Castle Panic: Engines of War was released in November 2016. This expansion gives the enemies encampments and siege engines, but provides the players with ballistas, catapults, and an engineer who can build pits, traps, and barricades on the battlefield.

It has been revealed on Fireside Games Instagram that there will be a fourth expansion to the game with an unknown release date

==Promotion items==
Promotion items have been released each year in connection with Gaming Conventions.
- Feather Promo Bookmark - given away and 2011 Gen Con and Origins Game Fair. It slays one tarred monster.
- Crossbow Promo Coaster - released in 2012. It allows knights and swordsman to hit a flying monster (from Wizard's Tower expansion).
- Any Color Hero Promo Card - released in 2013. Shuffled into the castle deck, can hit one monster in any color of the Archer, Knight or Swordsman rings.
- Agranok Level 6 Promo Card - Released in 2015, it is an additional level card for Agranok (from Dark Titan expansion).
- Tower Promo (2015) - Set up in place of a standard tower, a monster attacking this tower is hit for 2 points instead of 1.
- Tower Promo (2016) - Set up in place of a standard tower, this tower can be rebuilt by returning 3 slain trolls to the Forest ring.
- Tower Promo (2017) - All players draw up and trade when this tower is destroyed.
- Tower Promo (2018) - Roll die. Damage that # of monsters 1 point.

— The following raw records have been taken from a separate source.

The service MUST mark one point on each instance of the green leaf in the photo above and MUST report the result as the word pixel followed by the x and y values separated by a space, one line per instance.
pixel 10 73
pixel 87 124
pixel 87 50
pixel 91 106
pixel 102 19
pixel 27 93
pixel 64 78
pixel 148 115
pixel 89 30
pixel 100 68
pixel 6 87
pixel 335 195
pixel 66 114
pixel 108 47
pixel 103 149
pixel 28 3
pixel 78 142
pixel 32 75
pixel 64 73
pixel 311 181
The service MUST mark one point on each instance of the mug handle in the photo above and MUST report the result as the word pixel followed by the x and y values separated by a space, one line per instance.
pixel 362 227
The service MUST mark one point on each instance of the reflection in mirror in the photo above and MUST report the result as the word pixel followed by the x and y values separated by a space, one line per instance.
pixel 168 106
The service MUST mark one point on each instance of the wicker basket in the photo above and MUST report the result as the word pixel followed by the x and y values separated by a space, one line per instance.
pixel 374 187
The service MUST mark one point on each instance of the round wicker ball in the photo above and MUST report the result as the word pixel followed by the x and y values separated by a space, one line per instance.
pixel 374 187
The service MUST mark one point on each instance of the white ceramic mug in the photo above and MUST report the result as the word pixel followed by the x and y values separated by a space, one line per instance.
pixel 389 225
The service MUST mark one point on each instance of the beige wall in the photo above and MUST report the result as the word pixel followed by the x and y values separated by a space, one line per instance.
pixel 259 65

- Tower Promo (2019) - Move all Monsters in this arc back to the Forest, when this tower is destroyed.
- Jury-Rig Promo Card - released in 2016, this card is shuffled into the resource deck of the Engines of War expansion and can be used to substitute for any resource.
- Fickle Fortune Promo Card - Shuffle this card into the player deck. On any player's turn, reroll the die and keep the second result.

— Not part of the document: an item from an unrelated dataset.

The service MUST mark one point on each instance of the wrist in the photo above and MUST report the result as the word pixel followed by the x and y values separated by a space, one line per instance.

- All for One Promo Card - Players discard a combined total of 5 cards to damage 1 Monster anywhere on the board for 1 point. (part of the 2018 Panic Day promo kit)

==Panic variations==
- Released in 2014, Munchkin Panic is a combination between Munchkin and Castle Panic.

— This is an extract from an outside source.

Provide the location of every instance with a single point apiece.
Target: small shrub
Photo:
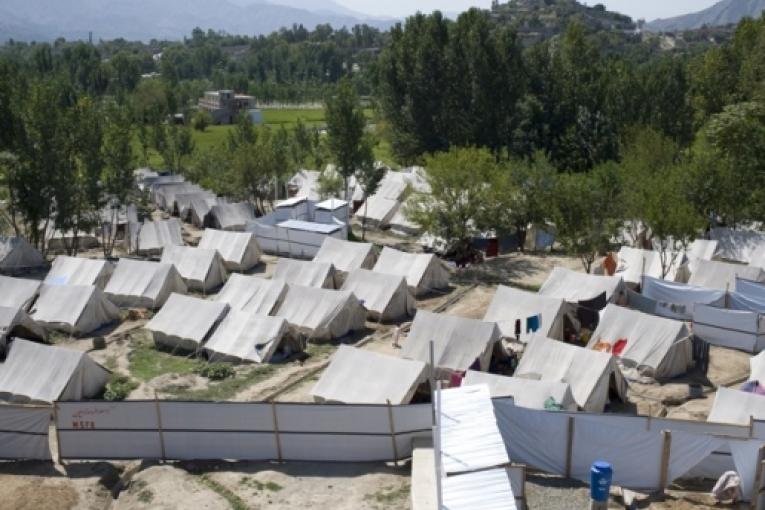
(119, 387)
(216, 371)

  - Munchkin Panic: Instant Gratification Promo allows a player to instantly add Treasures to his/her hand.
  - Munchkin Panic: Potion of Mwahahaha! Promo card allows a player to destroy a tower for 5 additional points.
- Released in 2016, War Thunder uses WWII themed enemies and player characters. Released by Hobby World in Russian only, with agreement of Fireside Games.
  - Released in 2018, War Thunder: Siege.Wunderwaffe by Hobby World as Russian version of The Wizard's Tower.
- Released in 2019, My First Castle Panic is a pre-school version of Castle Panic for ages 4+

===Science-fiction themed variations===
- Released in 2016, Star Trek Panic, uses Star Trek themed enemies and player characters, as players battle to complete missions before their Starship is destroyed.
  - Released in 2016, a promo card Star Trek Panic: Vulcan Mind Meld allows a player to use the special ability of another player.
- Released in 2013, Dead Panic is a variation to the game with similar gameplay against an army of zombies attacking your cabin.
  - Released in 2013, Dead Panic: Laser Sight Promo Card allows your rifle, pistol, or shotgun to do one more point of damage.
  - Released in 2014, the promo expansion Dead Panic: Bullet Bookmark was released to allow a player once per game to reload a weapon with one bullet.